It would be dramatic if the different states gathered on this occasion could only agree on a lower common denominator in terms of commitments and actions and if the decisions of the COP were not up to the challenge of the collapse of biodiversity.

States must commit to clear, precise, multiple and quantifiable actions, giving priority to the rapid and effective reduction of major pressure factors, while developing large-scale protection actions in order to rapidly safeguard what remains of biodiversity and restore its broad capacity for evolution.

Private stakeholders must also support this approach by working on reducing their sector-specific pressures on biodiversity.

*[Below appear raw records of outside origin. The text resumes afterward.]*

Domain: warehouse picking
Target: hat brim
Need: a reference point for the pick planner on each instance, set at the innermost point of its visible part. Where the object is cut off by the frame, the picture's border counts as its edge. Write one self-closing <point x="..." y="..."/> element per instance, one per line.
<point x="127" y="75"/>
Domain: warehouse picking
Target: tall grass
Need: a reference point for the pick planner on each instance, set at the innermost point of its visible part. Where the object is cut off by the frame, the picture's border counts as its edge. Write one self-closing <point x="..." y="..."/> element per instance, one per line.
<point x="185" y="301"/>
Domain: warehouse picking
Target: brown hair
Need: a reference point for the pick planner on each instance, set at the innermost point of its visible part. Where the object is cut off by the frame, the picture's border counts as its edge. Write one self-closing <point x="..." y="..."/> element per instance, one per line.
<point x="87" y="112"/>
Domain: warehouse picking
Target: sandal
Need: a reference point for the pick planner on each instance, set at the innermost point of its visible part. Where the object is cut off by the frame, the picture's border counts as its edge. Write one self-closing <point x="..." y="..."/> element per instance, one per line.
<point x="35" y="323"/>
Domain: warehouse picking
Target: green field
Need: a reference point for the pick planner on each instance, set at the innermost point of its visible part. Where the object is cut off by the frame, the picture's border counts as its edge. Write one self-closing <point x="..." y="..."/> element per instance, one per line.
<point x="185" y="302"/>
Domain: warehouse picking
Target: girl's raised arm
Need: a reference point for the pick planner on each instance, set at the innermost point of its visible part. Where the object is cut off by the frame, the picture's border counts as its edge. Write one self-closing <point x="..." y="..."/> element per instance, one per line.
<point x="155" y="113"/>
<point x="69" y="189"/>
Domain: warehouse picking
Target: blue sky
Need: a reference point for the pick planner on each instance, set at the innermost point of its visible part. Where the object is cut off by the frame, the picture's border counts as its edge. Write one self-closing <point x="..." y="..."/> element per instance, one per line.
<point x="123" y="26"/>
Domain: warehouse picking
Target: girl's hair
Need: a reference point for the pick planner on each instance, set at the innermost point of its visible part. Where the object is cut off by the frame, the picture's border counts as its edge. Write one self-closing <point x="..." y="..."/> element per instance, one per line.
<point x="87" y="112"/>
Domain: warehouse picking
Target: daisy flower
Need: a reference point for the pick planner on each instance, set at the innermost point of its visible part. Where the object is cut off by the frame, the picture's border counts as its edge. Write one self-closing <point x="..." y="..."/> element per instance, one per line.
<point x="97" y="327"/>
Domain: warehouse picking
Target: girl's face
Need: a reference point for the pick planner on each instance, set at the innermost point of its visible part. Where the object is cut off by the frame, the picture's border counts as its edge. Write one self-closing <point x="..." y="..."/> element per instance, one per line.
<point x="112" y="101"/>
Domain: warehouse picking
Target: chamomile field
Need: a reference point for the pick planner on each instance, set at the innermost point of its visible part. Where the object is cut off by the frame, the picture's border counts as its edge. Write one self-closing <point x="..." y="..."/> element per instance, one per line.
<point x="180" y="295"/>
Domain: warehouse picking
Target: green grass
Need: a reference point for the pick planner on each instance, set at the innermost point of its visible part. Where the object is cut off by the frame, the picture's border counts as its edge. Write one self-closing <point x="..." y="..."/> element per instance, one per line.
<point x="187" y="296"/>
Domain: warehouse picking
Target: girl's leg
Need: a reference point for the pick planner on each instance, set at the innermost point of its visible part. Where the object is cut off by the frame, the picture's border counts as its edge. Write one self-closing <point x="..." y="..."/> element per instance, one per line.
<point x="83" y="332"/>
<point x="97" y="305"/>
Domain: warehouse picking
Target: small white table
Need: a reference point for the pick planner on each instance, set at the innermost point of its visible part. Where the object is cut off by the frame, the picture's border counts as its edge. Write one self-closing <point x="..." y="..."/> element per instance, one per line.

Finally, citizens must be the driving force behind a major change in the way we consume, perceive and use biodiversity.

 

The two platforms of global scientific expertise, which are considering the future of biodiversity (IPBES) and of climate (IPCC), generally agree on the urgent need to quickly revise unsustainable production processes that aggravate both biodiversity erosion and climate change.

 

IPBES points out in its global assessment of the state of biodiversity presented in May 2019, that biodiversity is diminishing at an increasing rate, leading to the degradation of soil and ecosystem functioning. As a result, the services that humans receive from biodiversity are also declining rapidly, threatening the future of our societies. The direct drivers behind this degradation of biodiversity are well known and their respective importance has been assessed: land-use change at the expense of poorly humanized ecosystems and biotopes; exploitation, and often overexploitation, of marine and land resources; increasing chemical and physical pollution; climate change; and the multiplication of invasive alien species. All these drivers are aggravating each other and are also reinforced by indirect drivers: human population growth and the full range of socio-economic and political processes that lead to unsustainable consumption of the planet’s resources.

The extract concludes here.